1) Avoid ATI at all costs! They have great hardware (Radeon series) but they couldn't write a decent device driver to save their corporate lives!
ATI's software is terrible, and it causes severe problems with their cards...
2) You cannot upgrade the RAM on a video card anymore. It's allways soldered directly to the card.
3) Any card that says 'TwinView' or 'Dual Head' means that it has ports for 2 monitors on the back, so you can hook 2 screens to the same card.
4) Allways buy nVidia cards. Their hardware is equal to or better than ATI (depends on which month it is), and their software is top notch. They support all major OSes (Mac, Linux, Windows 98-XPain), and I've never had a problem... (I've owned both ATI and nVidia. With ATI, the Linux XFree86 drivers (which were NOT written by ATI) were great, but the Windows ones that ATI wrote were TERRIBLE!)

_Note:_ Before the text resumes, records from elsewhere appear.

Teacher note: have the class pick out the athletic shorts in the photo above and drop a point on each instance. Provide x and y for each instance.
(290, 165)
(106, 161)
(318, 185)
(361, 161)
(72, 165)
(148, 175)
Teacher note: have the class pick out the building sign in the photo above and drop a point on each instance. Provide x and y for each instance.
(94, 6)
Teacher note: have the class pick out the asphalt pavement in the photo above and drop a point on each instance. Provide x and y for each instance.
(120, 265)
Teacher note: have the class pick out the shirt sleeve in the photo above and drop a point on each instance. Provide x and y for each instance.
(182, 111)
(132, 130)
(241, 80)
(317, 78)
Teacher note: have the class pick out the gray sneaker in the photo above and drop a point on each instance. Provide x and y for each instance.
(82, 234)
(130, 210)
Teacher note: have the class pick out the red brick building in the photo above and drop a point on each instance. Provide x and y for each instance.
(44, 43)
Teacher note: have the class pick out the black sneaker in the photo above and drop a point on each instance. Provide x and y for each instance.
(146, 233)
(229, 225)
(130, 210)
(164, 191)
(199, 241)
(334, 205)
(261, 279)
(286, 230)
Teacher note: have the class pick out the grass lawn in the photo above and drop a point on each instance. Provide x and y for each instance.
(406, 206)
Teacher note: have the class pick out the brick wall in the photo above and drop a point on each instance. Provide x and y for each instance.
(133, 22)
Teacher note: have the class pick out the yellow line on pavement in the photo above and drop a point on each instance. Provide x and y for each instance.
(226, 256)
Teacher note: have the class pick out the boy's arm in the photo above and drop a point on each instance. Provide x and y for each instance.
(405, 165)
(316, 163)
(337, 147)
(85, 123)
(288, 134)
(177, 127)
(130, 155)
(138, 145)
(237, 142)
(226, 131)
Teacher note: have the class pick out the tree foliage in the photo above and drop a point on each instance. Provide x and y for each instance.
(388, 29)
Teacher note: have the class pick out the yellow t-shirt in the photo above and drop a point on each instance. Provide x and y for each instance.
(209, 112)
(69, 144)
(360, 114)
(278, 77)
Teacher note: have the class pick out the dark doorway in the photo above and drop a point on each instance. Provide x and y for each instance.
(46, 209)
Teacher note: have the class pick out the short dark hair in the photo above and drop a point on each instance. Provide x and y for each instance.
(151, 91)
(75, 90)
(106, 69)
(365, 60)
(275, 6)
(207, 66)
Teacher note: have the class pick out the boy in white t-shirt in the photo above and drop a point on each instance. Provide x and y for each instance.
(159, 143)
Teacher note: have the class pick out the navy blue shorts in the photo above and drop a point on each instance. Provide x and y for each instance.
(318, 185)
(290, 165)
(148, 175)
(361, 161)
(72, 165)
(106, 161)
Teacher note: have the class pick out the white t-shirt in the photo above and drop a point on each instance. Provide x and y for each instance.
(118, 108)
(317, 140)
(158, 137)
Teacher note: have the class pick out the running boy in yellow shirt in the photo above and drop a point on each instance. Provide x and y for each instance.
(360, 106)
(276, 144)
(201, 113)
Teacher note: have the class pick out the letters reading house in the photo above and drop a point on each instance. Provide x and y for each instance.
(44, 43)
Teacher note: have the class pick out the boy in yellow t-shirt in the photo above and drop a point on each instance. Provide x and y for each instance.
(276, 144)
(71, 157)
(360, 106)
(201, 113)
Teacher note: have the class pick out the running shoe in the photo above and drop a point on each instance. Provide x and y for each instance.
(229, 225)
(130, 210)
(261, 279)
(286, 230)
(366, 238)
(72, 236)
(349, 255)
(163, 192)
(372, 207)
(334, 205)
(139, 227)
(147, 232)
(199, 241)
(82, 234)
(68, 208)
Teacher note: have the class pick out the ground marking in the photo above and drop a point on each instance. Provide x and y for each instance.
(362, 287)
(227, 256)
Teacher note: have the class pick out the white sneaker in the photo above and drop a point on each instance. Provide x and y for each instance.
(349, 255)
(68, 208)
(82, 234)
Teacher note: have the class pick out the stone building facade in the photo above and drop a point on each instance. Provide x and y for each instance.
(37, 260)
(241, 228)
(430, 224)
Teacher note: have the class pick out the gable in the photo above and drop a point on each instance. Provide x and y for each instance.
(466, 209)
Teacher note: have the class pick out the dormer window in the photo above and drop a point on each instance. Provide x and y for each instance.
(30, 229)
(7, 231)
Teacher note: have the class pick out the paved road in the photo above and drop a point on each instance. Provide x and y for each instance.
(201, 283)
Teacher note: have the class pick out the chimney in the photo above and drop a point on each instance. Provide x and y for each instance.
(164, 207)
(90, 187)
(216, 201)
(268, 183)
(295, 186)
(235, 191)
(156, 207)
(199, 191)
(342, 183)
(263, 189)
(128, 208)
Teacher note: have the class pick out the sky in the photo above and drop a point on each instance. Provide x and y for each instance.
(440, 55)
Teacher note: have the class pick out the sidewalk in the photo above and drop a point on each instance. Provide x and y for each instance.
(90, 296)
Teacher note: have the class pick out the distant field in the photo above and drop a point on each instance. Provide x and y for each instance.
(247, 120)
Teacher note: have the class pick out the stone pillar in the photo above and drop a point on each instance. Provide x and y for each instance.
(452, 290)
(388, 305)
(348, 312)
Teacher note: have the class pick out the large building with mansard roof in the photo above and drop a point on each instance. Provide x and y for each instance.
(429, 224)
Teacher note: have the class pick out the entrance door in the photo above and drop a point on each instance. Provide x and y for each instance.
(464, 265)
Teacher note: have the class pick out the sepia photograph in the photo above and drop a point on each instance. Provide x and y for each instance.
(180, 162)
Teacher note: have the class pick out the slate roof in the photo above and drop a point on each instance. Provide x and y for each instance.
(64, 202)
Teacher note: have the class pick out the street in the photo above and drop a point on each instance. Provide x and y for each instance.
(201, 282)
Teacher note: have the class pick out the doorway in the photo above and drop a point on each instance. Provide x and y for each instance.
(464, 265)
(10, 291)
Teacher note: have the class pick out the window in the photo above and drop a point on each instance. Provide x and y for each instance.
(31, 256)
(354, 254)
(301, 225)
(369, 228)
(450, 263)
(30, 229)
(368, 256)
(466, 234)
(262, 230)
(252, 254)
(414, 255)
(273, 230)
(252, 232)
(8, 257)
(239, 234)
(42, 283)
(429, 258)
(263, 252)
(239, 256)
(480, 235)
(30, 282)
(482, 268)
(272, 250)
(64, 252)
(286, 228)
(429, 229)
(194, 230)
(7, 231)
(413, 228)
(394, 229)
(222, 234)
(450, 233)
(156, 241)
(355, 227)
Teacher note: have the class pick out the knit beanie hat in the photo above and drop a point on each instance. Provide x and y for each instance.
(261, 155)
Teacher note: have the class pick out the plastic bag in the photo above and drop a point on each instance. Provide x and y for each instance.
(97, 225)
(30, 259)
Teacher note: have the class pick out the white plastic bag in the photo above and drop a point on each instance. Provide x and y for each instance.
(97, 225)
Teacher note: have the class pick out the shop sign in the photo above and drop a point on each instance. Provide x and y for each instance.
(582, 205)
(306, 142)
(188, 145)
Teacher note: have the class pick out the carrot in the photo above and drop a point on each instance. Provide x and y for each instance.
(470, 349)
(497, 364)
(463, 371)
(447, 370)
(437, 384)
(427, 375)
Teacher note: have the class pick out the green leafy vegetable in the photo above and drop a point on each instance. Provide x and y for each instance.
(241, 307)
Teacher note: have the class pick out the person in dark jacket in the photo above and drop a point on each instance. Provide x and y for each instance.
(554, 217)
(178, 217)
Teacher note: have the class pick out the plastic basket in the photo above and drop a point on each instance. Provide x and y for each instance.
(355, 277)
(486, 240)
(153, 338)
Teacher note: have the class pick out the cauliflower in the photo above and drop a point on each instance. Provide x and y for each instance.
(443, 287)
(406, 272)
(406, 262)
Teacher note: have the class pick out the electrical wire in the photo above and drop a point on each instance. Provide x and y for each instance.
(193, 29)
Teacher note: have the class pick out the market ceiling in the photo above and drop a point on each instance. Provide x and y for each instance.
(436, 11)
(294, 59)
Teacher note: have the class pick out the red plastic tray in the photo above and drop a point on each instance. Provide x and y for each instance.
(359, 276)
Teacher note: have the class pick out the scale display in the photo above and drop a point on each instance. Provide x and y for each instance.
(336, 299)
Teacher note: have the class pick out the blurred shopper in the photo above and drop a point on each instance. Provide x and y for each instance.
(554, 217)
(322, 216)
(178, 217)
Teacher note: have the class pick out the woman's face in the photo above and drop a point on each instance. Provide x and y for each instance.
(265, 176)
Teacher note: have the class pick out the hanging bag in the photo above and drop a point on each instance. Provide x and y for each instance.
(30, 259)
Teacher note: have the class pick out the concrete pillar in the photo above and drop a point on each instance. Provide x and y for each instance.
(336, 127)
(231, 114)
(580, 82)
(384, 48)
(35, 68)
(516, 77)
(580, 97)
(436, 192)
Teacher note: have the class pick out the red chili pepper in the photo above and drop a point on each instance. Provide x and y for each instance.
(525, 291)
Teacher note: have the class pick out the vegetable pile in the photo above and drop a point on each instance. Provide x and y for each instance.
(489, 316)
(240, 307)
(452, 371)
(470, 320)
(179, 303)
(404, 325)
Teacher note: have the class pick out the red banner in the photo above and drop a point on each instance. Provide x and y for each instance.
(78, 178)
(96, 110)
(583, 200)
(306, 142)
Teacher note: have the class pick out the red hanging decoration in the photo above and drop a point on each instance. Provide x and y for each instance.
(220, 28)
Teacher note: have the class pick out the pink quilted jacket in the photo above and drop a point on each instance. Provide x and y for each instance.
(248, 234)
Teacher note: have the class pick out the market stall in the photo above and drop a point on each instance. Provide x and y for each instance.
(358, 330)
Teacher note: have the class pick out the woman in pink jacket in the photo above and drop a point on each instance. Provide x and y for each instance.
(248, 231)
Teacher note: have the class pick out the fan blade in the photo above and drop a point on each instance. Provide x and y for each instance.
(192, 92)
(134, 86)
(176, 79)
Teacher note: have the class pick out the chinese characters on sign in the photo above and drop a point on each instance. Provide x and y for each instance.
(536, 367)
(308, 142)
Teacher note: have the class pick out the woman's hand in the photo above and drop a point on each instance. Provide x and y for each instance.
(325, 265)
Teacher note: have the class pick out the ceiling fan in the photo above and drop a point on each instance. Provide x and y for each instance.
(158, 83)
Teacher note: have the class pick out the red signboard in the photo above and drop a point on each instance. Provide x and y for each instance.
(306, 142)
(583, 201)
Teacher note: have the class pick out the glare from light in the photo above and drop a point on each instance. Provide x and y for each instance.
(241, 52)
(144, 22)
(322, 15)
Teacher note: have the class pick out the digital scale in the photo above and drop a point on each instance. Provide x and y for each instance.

Edited to add that I just looked at your system specs...
An Intel 350mhz won't have the hardware to take full advantage of a new card... It will work (and it's a good idea if you anticipate moving up to a new motherboard/RAM/CPU combo soon), but you should think about a new AMD based motherboard with DDR RAM soon.
A new mobo will fit in your existing case, so all you replace is the CPU, motherboard, and your system RAM. Stay away from Intel (they're slower over all, even though the clock rate is higher. Think stock Honda Civic vs stock 350 Trans Am - the Civic redlines at much higher RPMS, but is much slower), and get an Athlon XP.